I already have the handheld drill of Proxxon (Micromot 50/E) and a Dremel. Dremel has a much shorter range of tools, mostly hand-held, and they always feel more like toys than tools. Being taken over by Bosch apparently didn’t really help. Their collets are flimsy and flexible, while Proxxon has proper steel collets. Sure, Proxxon is rather childish compared to the tools in the workshop, but those tools are quite expensive for the limited use on my workbench. On most Dutch websites, the Proxxon tools are even sold as ‘modelbuilding’ tools only. But it’s the extra’s of Proxxon that made me buy one. They have a very cheap compound table (27100) and (more importantly) a precision machine vice (24260) for ‘intricate and accurate working’. It’s orthogonal and flat and can hold very thin strips. This is what I intend to use it for, as most other vices are not so flat and orthogonal. Industrial vices that are flat cost far more than the entire combination I just purchased so it sounds like rather a good deal.

The drill press itself is the Proxxon TBM 220 (28128), “competent drilling of micro holes down to even 1/64″ (0.5 mm)”. What? That crude? The drill press uses the Micromot collet system, so that’s a range of six steel collets, the smallest being 1.0 mm and not being able to fix a very small drill at all. I thought I was really clever as my hand-held drill can remove the Micromot adapter and use a normal chuck. Image my surprise that the hand-held tools use a different size of drill-chuck. You can buy the “original German Röhm chuck for drill bits up to 1/4″ (6 mm)” but that one starts (!) at 0.5 mm. Hmm, I wonder who decided using two systems was a great idea.The other thing that was unnerving was the enormous slack in the compound table.

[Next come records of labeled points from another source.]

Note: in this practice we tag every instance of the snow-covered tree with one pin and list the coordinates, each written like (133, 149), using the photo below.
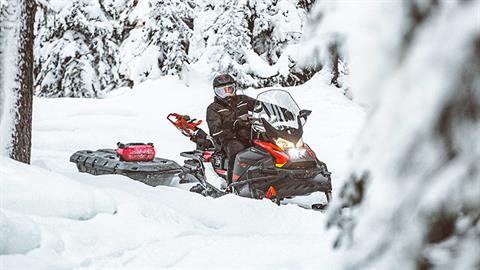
(76, 52)
(16, 83)
(160, 43)
(250, 40)
(228, 40)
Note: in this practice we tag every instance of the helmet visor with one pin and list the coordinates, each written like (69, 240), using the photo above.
(225, 90)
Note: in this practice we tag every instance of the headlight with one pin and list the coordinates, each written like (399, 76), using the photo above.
(300, 143)
(284, 144)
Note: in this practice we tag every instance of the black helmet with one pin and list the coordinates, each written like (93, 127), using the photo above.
(224, 86)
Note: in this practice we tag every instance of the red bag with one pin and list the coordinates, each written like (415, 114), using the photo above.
(136, 151)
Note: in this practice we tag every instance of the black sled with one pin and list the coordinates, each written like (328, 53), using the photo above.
(278, 165)
(151, 171)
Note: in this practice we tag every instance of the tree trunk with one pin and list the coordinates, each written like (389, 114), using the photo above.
(22, 86)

Good enough for my modeling and admittedly: it is reasonably cheap at nearly 10% of the cost of a real contour table. I tightened it a bit, but it’s not really machining accuracy. Also, the adjusting screws are tightened themselves by M5 nuts. I don’t know about you, but I have several complete series of wrenches that all start at M6 so I had to use pliers. The first scratch in the paint was present before trying out the drill itself. I never understand why machines are not fitted with one size of screw or bolt but a mix of different sizes of screws and bolts using the slotted (ack!), Phillips, Hex socket and torque screws types ( I can spot 5 types just on the stand of the drill press). Why not use one size of hex slot? Also, the stroke of 30 mm of the drill press is quite small but I knew that when I ordered it. But what I should be saying is that the combination is actually nice value for money at three-hundred Euros. At least I think so, and the entire drill press has a small footprint which also comes in handy on a perpetually crowded modeling table.

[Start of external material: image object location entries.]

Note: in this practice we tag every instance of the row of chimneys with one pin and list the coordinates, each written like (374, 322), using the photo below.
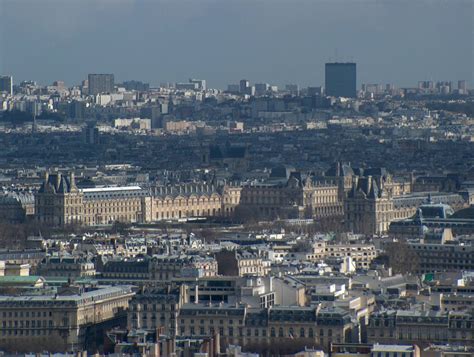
(184, 189)
(72, 179)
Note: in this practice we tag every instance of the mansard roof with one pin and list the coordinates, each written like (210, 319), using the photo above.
(58, 183)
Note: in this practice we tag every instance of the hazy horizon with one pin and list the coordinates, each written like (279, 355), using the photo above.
(278, 42)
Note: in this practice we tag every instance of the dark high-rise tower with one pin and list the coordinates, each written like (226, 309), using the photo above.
(341, 80)
(6, 84)
(101, 83)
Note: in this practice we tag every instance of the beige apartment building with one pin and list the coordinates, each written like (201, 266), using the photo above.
(60, 322)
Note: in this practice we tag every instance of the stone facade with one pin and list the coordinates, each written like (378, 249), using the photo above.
(57, 323)
(59, 202)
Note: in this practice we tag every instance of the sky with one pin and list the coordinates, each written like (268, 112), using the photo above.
(274, 41)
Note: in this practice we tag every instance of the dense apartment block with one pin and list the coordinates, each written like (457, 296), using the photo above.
(59, 322)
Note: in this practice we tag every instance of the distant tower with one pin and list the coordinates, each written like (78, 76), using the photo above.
(341, 80)
(6, 85)
(244, 86)
(100, 83)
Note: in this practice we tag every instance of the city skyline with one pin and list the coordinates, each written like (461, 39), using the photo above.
(282, 44)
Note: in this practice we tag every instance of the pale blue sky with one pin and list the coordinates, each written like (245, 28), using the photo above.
(275, 41)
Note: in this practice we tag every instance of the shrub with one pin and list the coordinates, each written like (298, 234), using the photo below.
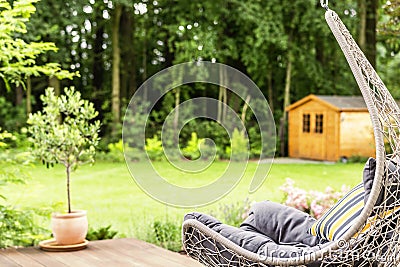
(312, 202)
(17, 227)
(167, 235)
(191, 151)
(101, 233)
(154, 148)
(234, 213)
(238, 151)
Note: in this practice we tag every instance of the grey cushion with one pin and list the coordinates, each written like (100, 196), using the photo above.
(392, 171)
(271, 229)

Upon starting to use it, I immediately found another severe deficiency of the Proxxon drill press: you cannot fix it at a vertically-fixed position. I solved this by throwing in a collet I didn’t use at the time to keep the drill in its downward position, shown top left. I then inserted a strip in the vice touching the drill and called that position ‘zero’, corrected for the radius of the drill bit. Ah, the macro-pic bottom left shows it’s not exactly centered.

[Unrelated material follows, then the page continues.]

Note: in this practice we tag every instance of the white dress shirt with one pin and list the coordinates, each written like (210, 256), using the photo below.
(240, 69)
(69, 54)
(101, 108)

I don’t have that many quality drills laying around as all but the most flexible miniature drills break quite often when using my hand-held pin vice. I found a source of cheap 0.3 mm drills (a second-hand seller, twenty times cheaper than the shop price). I pre-drilled in all the required holes with those drills for this particular part and finished them off using other diameters (0.4 and 0.5 mm) The parts (prior to sanding as my chopper isn’t that consistent) look fine and will be put to good use.